I decided to wait on the debate Monday night sponsored by the Tom Green Democrat Club as to the elected/appointed Police Chief. Glad I did. A few minor hitches. Councilman Dwain Morrison was unable to be there, and Floyd Crider attempted to work from Dwain's notes as well he could. I point this out in case there was a slip up in communication in that process, otherwise, we have a crucial misapprehension by one of the appointed Chiefs' more prominent opponents.
One reason I was able to support this version, after going against it last time. we have clarified the appointment process, or we thought we had. The appointment itself is made by the city manager, then ratified by the City Council. Should it become necessary to remove a Chief, that is done by the City Manager on his sole authority.
If Mr. Crider's reading of the notes was accurate, Mr. Morrison seemed to believe a Chief could be removed anytime four Council members disliked him.
I suppose the case could be made, but it is a heck of a stretch. Yes, a bloc of four Council members can remove the manager, so in theory they could either threaten to exercize that authority to bend a manager to their will, or in the extremity, actually fire and replace the manager to get to the Police Chief. In practice such a move is nearly always a public relations disaster. Those of us who are old enough to recall the Nixon years can remember how well it worked for him as Nixon went through two Attorneys General in a weekend before a third finally fired Archie Cox.

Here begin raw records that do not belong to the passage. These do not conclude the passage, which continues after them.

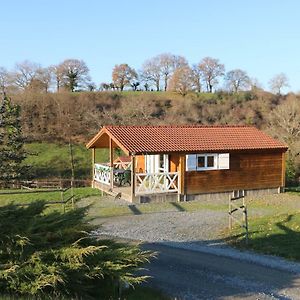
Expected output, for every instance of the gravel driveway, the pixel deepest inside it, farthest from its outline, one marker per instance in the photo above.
(167, 226)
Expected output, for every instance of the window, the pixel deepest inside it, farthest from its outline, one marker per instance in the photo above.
(201, 162)
(208, 161)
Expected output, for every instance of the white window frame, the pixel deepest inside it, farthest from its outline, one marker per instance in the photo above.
(214, 155)
(219, 163)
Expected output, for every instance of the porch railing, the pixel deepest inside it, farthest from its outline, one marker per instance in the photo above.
(102, 173)
(153, 183)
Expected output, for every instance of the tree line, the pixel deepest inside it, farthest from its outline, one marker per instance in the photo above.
(164, 72)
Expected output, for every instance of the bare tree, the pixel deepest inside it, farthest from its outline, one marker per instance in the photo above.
(5, 79)
(196, 78)
(211, 69)
(45, 76)
(123, 75)
(237, 80)
(75, 74)
(181, 80)
(284, 123)
(151, 72)
(168, 64)
(24, 73)
(278, 82)
(58, 72)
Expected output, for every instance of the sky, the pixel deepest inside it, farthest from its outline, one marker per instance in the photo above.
(261, 37)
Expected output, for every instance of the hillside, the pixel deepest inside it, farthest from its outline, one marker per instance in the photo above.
(55, 118)
(59, 116)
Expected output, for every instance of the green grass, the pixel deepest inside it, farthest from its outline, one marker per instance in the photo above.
(28, 197)
(53, 160)
(277, 235)
(137, 293)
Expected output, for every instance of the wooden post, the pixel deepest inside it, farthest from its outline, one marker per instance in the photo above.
(229, 211)
(283, 171)
(72, 170)
(245, 218)
(181, 171)
(93, 166)
(111, 163)
(132, 177)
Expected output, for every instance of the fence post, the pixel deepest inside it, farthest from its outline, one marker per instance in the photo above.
(62, 199)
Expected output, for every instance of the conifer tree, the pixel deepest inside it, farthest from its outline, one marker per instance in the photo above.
(52, 255)
(12, 152)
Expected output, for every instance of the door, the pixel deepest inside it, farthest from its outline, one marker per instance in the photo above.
(157, 163)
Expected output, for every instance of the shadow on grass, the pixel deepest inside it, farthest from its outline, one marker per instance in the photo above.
(284, 241)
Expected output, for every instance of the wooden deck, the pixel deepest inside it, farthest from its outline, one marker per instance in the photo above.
(123, 192)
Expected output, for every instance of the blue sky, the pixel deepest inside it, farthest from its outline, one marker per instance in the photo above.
(261, 37)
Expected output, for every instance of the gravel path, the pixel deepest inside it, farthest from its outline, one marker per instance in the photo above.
(169, 226)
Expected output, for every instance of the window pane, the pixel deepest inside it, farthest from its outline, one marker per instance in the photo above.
(210, 161)
(161, 161)
(201, 162)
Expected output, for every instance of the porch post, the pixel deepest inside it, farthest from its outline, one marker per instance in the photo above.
(111, 163)
(93, 166)
(181, 171)
(132, 177)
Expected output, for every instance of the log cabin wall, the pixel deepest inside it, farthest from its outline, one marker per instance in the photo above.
(140, 164)
(247, 171)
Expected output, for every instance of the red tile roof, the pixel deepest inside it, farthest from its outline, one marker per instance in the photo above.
(158, 139)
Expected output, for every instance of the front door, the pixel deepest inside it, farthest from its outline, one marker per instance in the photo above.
(158, 163)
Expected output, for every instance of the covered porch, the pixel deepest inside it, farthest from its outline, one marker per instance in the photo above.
(131, 175)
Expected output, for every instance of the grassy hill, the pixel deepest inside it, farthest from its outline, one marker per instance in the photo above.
(50, 120)
(48, 160)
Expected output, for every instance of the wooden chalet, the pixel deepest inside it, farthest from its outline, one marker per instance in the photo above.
(170, 163)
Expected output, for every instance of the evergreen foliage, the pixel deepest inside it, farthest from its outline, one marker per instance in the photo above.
(54, 256)
(11, 142)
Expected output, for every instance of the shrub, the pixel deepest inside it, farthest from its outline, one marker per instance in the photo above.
(54, 256)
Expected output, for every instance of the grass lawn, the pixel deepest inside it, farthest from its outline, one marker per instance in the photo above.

I mentioned our meeting with WTOS. I do not intend to characterize their postion as a group, so I stress, these were questions from individual members. One set of questions went to the the possible process of removal/replacement under the current elected system. Well, in between four year elections, there isn't much. The recall mechanism was mentioned, but as a political reality, it is virtually undoable. A recall election would need over 5,000 valid signatures just to be scheduled and the group capable of mobilising that effort in San Angelo is non-existent.
A point that came up, what if the police dept. has become so factionalized that we might want to bring in a Chief from outside San Angelo, a qualified candidate with no ties to any group or internal candidate? Under the elected Chief system, that is not an option. While the qualifications for an elected Chief don't even mention a law enforcement background, a candidate has to be a two year resident of the city. On that, under the appointed Chief, by state law, we could hire a Chief from anywhere, but a candidate must have five years experience minimum, with at least an Intermediate Master Officer's certification.
I add, on this last, I would like it if we could "promote from within" when possible, having a new Chief familiar with the city. That would require stability in the Dept. and a process aimed at training a few promising candidates who show leadership potential. We have neither. The "house divided against itself" has been mentioned too often, by too many to be a fantasy. Under the elected system, what encouragement does any Chief have to train up a potential electoral opponent?
I think it is time to tackle this problem. The timing suits. If approved by the voters, the appointment process would take effect at the end of this term in May. We have, aside from the usually divisive election, a felony investigation of Chief Vasquez underway. However that investigation turns out, it points up a huge defect in the elected method.
I know of and understand the reluctance of many voters to yield direct elective say on any office, but in this case, I believe it's time to do so for good reason. Too few voters know the "rest of the story" well enough to make the best decision on this crucial office.